Landscapes worldwide are subject to multiple conversions – for example from woodlands to cleared landscapes to pine plantations and then urban settlements.

Yet despite dramatic changes, biodiversity responses to multiple transformations is very poorly documented and understood. A major landscape experiment run by the Fenner School of Environment & Society has been underway since 1997 on how biodiversity responds to multiple conversions in land cover. This seminar highlights some of the novel and highly unexpected responses of biodiversity to these changes.

This seminar will be held both in person on campus, and via a Zoom webinar.

 

About the speaker

Professor David Lindenmayer is a world-leading expert in forest ecology and resource management, conservation science, and biodiversity conservation.

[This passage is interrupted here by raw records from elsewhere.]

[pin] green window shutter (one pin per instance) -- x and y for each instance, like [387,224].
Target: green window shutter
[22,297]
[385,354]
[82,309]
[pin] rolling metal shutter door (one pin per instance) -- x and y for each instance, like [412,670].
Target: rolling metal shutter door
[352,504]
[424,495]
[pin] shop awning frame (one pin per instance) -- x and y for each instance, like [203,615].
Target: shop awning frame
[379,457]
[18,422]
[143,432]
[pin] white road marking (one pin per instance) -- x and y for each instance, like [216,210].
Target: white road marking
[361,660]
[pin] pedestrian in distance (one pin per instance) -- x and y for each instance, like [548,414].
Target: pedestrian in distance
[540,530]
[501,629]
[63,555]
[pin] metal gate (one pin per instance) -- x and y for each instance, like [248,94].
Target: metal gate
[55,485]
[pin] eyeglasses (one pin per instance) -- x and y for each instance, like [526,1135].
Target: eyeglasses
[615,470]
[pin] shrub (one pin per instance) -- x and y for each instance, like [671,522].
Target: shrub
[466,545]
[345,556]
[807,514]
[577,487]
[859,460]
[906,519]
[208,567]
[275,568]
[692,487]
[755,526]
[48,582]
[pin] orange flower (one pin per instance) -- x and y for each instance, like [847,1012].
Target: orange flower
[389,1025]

He currently runs 5 large-scale, long-term research programs in south-eastern Australia, primarily associated with developing ways to conserve biodiversity in farmland, wood production forests, plantations, and reserves. He has maintained some of the largest, long-term research programs in Australia, with some exceeding 37 years in duration.

David Lindenmayer has published 1350 scientific articles including 840peer-reviewed papers in international scientific journals. He has also published 48 books, including many award winning textbooks and other seminal books. He is among the world's most productive and most highly-cited scientists, particularly in forest ecology and conservation biology.